Drittens: Es gibt die Möglichkeit der interdisziplinären Zusammenarbeit mit der Technischen Universität Hamburg-Harburg; diese könnte bei einer Fusion sehr gut genutzt werden. An der TU gibt es Werkstoffentwicklung, klimaschonende Energieund Umwelttechnik, Bauwerke im und am Wasser als Studien- und Ausbildungsgänge. Das passt doch hervorragend zu den vorhin genannten sechs Studiengängen bei der HCU.

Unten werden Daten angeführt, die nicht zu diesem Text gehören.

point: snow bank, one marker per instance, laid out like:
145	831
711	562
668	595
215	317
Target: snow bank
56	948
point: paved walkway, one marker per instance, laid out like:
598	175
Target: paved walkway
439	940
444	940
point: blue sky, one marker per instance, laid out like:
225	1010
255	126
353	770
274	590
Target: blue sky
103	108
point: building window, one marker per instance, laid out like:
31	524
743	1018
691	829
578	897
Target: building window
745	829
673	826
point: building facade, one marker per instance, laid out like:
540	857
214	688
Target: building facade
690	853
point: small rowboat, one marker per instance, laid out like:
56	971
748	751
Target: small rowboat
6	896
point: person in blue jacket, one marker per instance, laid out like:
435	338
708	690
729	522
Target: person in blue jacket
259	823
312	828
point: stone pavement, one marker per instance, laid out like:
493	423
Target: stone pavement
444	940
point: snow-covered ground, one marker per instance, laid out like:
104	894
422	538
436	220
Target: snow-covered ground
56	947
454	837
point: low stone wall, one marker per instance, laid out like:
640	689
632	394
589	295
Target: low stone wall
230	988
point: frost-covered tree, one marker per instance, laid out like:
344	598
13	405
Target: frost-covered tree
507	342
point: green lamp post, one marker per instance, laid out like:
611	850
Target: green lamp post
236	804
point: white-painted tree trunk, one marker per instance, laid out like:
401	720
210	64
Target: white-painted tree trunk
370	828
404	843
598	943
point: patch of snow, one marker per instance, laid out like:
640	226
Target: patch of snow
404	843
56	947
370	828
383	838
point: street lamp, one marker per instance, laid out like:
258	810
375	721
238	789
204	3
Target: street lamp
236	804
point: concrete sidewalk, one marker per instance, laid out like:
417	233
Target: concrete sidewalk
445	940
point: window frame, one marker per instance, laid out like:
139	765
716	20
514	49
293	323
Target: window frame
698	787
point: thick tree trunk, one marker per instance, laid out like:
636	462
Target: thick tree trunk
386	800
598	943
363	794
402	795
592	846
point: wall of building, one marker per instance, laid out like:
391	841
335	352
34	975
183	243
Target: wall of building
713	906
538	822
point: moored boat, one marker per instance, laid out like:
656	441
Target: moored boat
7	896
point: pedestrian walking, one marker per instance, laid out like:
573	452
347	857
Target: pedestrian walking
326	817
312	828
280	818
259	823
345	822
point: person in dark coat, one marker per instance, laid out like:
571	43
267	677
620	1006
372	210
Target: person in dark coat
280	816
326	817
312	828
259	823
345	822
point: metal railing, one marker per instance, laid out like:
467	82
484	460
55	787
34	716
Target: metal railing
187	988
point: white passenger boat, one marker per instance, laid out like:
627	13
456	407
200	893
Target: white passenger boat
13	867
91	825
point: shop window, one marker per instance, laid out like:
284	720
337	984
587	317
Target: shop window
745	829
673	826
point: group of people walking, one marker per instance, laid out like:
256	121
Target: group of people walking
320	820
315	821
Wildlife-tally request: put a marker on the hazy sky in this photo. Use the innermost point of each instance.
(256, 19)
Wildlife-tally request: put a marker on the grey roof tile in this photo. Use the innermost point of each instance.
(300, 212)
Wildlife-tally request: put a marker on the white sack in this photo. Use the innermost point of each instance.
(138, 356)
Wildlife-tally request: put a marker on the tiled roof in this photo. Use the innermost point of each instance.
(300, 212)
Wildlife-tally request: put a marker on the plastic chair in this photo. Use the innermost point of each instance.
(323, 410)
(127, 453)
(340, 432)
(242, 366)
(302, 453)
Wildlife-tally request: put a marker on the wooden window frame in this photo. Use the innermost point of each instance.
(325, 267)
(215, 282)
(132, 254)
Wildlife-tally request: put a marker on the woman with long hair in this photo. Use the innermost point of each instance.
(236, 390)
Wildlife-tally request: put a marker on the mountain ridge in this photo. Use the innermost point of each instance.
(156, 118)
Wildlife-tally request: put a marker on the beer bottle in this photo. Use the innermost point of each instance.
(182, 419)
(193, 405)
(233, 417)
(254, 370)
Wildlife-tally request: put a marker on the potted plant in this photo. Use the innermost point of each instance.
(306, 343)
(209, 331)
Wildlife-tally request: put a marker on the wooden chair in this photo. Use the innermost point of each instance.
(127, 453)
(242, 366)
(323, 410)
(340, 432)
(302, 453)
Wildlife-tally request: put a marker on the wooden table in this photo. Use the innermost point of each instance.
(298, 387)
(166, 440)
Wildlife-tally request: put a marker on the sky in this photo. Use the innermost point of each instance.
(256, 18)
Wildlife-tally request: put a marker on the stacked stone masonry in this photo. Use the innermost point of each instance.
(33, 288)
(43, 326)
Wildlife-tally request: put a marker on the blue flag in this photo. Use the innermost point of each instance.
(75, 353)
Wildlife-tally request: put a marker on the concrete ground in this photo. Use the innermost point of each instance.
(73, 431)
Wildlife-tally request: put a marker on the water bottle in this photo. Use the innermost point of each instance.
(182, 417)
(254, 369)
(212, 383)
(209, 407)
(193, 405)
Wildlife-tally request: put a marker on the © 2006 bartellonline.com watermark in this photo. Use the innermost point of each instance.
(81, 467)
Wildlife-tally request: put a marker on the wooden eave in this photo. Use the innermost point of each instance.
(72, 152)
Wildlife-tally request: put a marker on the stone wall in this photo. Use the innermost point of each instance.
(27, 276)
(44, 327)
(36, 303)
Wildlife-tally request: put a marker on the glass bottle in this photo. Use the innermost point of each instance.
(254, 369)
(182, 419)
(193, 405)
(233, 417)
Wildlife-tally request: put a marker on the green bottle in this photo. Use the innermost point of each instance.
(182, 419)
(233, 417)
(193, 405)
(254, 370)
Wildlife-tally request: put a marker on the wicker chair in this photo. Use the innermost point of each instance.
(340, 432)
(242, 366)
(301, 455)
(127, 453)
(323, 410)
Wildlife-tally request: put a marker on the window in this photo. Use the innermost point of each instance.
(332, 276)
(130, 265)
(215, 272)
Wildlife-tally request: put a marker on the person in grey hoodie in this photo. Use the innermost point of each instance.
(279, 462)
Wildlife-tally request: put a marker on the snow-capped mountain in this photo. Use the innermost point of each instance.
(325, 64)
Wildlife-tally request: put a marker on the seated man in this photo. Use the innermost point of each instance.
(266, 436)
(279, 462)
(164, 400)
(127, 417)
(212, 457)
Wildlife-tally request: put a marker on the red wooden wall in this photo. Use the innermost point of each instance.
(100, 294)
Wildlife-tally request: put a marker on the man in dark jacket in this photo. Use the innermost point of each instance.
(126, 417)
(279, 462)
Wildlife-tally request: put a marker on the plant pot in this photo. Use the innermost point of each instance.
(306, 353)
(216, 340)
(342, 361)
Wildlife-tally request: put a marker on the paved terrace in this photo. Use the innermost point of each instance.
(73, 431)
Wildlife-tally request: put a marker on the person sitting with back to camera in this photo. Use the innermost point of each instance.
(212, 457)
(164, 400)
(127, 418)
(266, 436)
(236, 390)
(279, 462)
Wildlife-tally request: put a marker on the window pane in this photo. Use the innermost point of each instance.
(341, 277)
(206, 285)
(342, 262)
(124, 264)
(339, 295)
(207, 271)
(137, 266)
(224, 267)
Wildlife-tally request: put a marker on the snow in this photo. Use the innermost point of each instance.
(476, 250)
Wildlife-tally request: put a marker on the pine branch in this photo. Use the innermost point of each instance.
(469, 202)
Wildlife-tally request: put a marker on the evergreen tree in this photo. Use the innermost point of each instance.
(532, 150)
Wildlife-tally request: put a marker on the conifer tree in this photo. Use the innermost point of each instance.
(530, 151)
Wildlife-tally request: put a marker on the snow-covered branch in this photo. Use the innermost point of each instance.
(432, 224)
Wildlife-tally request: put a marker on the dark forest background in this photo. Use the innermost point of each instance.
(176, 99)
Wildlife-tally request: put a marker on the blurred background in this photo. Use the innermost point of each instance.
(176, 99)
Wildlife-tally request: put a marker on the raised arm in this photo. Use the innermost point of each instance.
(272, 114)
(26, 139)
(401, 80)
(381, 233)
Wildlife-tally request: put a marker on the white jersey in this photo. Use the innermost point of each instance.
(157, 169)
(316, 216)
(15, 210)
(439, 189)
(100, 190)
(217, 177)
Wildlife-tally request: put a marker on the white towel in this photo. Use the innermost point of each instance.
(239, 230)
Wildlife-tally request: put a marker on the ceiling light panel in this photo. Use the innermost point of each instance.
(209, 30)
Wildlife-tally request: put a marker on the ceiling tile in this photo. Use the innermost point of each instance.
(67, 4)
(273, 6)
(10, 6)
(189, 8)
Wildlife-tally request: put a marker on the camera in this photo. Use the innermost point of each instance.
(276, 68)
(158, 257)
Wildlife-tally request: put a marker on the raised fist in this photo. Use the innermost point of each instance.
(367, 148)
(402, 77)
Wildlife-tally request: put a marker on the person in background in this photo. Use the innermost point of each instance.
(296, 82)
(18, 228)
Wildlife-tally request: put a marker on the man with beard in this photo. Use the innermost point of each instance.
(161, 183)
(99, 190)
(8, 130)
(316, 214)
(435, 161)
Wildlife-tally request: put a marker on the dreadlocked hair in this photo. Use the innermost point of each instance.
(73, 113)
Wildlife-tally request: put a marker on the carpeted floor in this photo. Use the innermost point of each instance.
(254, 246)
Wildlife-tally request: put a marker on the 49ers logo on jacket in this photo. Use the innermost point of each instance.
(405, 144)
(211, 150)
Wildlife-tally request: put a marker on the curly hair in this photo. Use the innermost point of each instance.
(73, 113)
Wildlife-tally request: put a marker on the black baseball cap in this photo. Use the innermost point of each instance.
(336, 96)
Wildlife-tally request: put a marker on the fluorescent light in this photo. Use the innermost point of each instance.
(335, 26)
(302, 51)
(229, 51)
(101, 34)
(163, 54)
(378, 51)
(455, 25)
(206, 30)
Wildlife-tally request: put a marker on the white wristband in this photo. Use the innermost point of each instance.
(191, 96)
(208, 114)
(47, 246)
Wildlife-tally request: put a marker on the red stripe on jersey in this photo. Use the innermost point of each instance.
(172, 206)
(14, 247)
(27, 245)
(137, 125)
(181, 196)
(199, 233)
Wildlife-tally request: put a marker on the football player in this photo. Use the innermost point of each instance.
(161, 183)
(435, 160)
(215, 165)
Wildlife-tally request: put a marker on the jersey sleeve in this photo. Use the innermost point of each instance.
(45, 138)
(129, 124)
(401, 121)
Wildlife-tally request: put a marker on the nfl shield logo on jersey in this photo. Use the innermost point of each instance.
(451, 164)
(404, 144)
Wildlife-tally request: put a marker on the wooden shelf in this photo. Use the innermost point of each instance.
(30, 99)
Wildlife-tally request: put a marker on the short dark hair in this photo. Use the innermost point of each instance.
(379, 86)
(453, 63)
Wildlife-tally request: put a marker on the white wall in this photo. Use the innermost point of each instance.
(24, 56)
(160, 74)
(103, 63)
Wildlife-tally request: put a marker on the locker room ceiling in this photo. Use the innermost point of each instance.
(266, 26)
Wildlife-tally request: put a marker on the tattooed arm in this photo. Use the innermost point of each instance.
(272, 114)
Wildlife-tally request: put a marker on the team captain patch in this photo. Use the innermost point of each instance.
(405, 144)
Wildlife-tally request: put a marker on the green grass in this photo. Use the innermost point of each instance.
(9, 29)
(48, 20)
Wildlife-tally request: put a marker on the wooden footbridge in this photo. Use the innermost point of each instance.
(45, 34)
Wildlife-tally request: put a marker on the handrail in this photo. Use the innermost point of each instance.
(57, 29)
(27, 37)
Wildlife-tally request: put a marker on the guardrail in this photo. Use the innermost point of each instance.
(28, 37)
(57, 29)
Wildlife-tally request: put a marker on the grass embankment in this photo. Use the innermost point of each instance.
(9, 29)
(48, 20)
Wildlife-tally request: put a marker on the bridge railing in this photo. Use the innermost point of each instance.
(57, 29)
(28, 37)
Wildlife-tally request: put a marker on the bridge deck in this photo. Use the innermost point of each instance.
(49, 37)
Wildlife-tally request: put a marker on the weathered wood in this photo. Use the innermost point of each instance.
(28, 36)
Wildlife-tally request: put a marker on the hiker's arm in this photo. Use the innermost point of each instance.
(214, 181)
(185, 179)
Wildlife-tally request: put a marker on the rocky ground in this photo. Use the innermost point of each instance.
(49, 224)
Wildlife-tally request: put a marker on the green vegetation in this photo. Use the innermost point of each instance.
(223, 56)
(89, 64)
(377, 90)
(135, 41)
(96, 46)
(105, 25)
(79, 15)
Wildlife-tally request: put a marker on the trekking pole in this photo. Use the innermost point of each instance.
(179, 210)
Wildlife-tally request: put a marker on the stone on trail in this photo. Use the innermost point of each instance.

Viertens: Es ist schon erstaunlich, die HCU bekommt einen Neubau für gut 60 Millionen Euro, Stand von heute. Ich wäre mir nicht sicher, ob es dabei bleibt. Wir sind frohen Mutes, 60 Millionen Euro in einer ersten Schätzung, bei der Elbphilharmonie, glaube ich, waren es beim ersten Mal 120 Millionen Euro. Für 60 Millionen Euro bekommt die HCU einen Neubau, gleichzeitig verfallen aber die Gebäude der Universität Hamburg und anderer Hochschulen. Das ist unserer Ansicht nach ein völliges Missverhältnis.

(Dietrich Wersich CDU: Wollen Sie nur Ei- gentumswohnungen haben? – Zuruf von Jens Kerstan GAL)

Herr Kerstan, wir kommen gleich noch zu Ihnen. Ich bin gespannt, alle Fraktionen haben sich schon geäußert, nur die GAL hat bisher keine Meinung gehabt. Wir werden sie sicher gleich hören.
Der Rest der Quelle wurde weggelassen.